1. From the current board position, choose a few possible next moves. For this they use the “basic” move-picking brain. (they tried using the “stronger” version in this step, but it actually made AlphaGo weaker, because it didn’t offer the MCTS system a broad enough choice of variations to explore. It focused too much on one “obviously best” move instead of reading several alternatives that might reveal themselves to be better later in the game).

2. For each possible next move, evaluate the quality of that move in one of two ways: either use the position evaluator on the board state after that move, or run a deeper Monte Carlo simulation (called a “rollout”) that reads into the future after that move, using the fast-reading move picker to speed up the search. These two methods produce independent guesses about the quality of the move. AlphaGo uses a single parameter, a “mixing coefficient”, to weigh these guesses against each other. Full-power AlphaGo uses a 50/50 mix, judging the quality equally using the position evaluator and the simulated rollouts.

The paper includes a neat graph that shows how AlphaGo’s strength varies as they enable or disable the use of the pluggined-in brains and simulations in the above steps. Using only one individual brain, AlphaGo is about as strong as the best computer Go AIs, but with all of them combined, it’s possibly achieved the level of a professional human player.

How AlphaGo's strength varies as the MCTS "plug-ins" are turned on or off. Figure from Silver et al.
How AlphaGo’s strength varies as the MCTS “plug-ins” are turned on or off. Figure from Silver et al.
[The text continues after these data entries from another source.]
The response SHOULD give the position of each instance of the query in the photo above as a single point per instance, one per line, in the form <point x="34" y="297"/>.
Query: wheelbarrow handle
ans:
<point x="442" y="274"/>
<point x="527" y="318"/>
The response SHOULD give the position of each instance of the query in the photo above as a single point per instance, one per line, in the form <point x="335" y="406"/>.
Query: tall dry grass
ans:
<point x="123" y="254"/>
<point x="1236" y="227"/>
The paper goes into detail about some fancy engineering the team did to speed up MCTS by distributing the calculations across a network of computers, but this doesn’t change the fundamental algorithm. There is also an appendix with mathematical justifications for each step. Some parts of the algorithm are exact (in the asymptotic limit of infinite computer power) while some are only approximations. In practical terms, AlphaGo will certainly get stronger with access to greater computer power, but the rate of improvement per additional unit of computing time will slow down as it gets stronger.

Strengths and Weaknesses

Note: I’m only a weak amateur Go player so take my analysis with some skepticism.

I believe AlphaGo will be tremendously strong at small-scale tactics. It knows how to find the “best of” human moves played for many positions and patterns, so it likely won’t make any obvious blunders in a given tactical situation.
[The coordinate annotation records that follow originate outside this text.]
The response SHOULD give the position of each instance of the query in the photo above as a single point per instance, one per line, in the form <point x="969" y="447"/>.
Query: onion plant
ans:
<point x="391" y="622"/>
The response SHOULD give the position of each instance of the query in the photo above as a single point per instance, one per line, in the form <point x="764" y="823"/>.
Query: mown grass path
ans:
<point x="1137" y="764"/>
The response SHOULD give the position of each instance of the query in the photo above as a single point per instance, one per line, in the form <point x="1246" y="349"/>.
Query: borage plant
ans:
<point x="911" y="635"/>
However, AlphaGo might have a weakness in “whole-board” judgment. It looks at board positions using a pyramid of 5×5 filters, which suggests that it might have trouble integrating tactical “parts” into a strategic “whole”, in the same way that image-classifying neural networks sometimes get confused by images that contain parts of one thing and parts of another. An example of this might be a game where a joseki in one corner creates a wall or a ladder-breaker that significantly changes the value of the position in a different corner.

Like other MCTS-based AIs, AlphaGo could have trouble judging positions that need very deep reading to resolve a big risk, like long ko seqeuences where the life and death of a large group is at stake.
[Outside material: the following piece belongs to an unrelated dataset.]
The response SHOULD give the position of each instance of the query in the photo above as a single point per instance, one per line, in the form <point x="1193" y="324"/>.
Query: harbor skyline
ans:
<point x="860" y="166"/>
AlphaGo could also be confused by deliberate attempts to deviate from a normal-looking game, like a tengen opening or other rare joseki, since much of its training is based on human game records.

I look forward to seeing the result of the upcoming match between AlphaGo and top human player Lee Sedol 9p! My prediction: if Lee plays “straight”, as if playing against another human professional, he will probably lose, but he might win if he can force AlphaGo into an unfamiliar strategic situation.